That is, you'd want to test that any new migrations don't cause a
system failure - not that every migration can be run, each time the CI
system runs against a new build.

+1

I would like to see a way to test migration, especially those
involving substantive changes to the data, in the framework. And
being able to run them against a large enough dataset, preferably a
copy of the production database. But I don't see testing migrations
being the same thing as running test cases against the test database.

Assaf

Yup. Another common practice is db/dataload.rb, a script of
ActiveRecord operations to put some data into the database, with the
corresponding db:dataload Rake task. Using AR and domain to create
this data is much easier than doing the same thing with YAML-based
fixtures.

I've set up apps to detect when they have an empty database, and to
run an action which uses regular AR stuff like User.new to seed the
database. That way, the application "sets itself up" the first time
it's run - no additional rake task needed (but with the overhead of
checking to see if we've got a "clean slate").

In an ideal world, I think Rails applications that have the right info
in config/database.yml would be able to create their own database
(something like rake db:create), load their own schema (rake
db:schema:load), and seed their own data (rake db:bootstrap)
automatically when run for the "first time".
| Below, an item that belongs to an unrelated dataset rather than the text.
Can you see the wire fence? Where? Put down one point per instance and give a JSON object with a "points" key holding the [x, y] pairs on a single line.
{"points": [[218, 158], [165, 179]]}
The trick would be knowing when an application was being run for the
first time, but that might be as simple as telling people to not run
rake db:schema:load (or rake:db:create) and simply starting their
application after filling out config/database.yml (if database doesn't
exist or has no tables, run some "init" action if it exists).
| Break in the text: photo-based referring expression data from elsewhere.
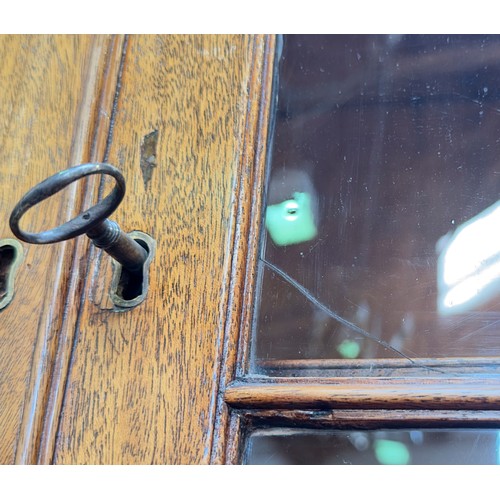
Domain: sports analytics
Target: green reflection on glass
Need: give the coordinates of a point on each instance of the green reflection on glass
(291, 221)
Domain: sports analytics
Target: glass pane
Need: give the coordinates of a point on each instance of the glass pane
(410, 447)
(381, 225)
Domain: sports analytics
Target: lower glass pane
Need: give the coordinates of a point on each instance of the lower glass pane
(388, 447)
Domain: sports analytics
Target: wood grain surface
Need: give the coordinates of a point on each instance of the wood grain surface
(458, 393)
(48, 89)
(143, 383)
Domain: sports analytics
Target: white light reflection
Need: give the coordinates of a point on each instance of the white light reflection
(469, 264)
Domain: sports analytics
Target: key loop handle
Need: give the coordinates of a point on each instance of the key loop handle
(82, 222)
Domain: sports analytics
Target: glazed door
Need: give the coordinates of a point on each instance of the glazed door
(83, 381)
(253, 340)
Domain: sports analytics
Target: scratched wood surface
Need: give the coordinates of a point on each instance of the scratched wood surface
(143, 384)
(48, 86)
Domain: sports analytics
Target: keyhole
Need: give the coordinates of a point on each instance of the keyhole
(129, 289)
(11, 253)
I'm not sure if this sort of thing is possible (or a good idea), but
it might be worth thinking about.

- Trevor

"...migrations are transient artifacts that only serve the purpose of
moving everyone on a schema version A to schema version B."

David,
Koz expressed almost exactly this same sentiment yesterday in another
thread (http://groups.google.com/group/rubyonrails-core/browse_frm/
thread/d871469cb2a6589a?hl=en). You guys are consistent in the
message. But there is an argument being expressed in these threads,
plugins and trac tickets for using migrations for more than just one-
time changes.

I use migrations for building the databases FROM SCRATCH for both
development and production. And I would like to do the same in test
because it works so well for development and production.
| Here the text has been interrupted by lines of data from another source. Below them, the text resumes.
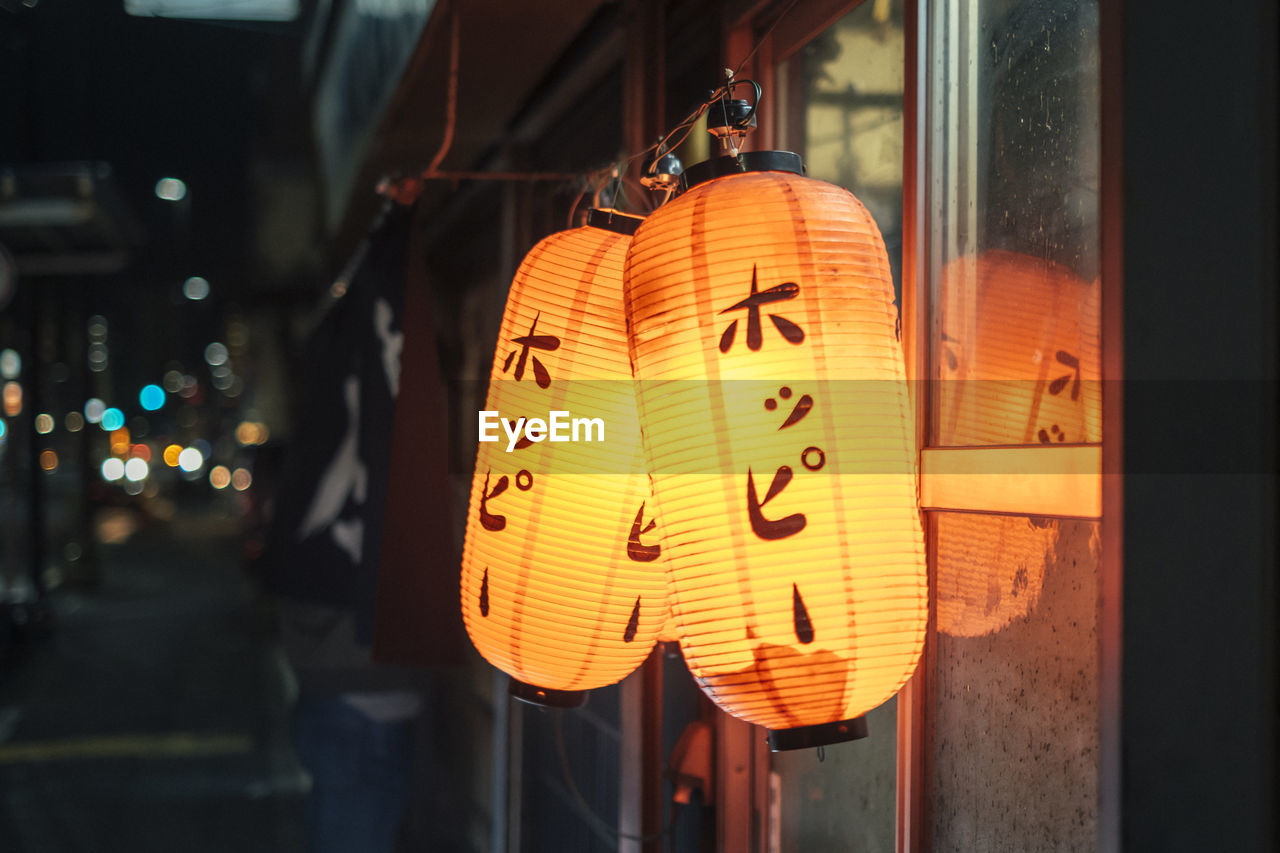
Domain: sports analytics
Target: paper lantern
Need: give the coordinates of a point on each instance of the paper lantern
(780, 439)
(1018, 354)
(562, 580)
*Development: (Before going live and before production even exists)
Occasionally I will end up with a development DB that is full of cruft
and I want to reset. So I drop the development DB and rebuild.
*Production: After months of development, I'm ready to put an app into
production, so I contract with a hosting site and build it from
scratch.

What both these scenarios have in common is that the ruby schema
dumper is inadequate (no DB-specific stuff supported) and the sql
schema dumper is also inadequate (no non-DDL available, such as seed
data loading). Migrations work beautifully to address these problems
in a very Rails-like way (no plugin required!) and using syntax I've
already invested in. I can add an Admin user, a Guest user and their
authorizations and be able to use the app after rake db:migrate.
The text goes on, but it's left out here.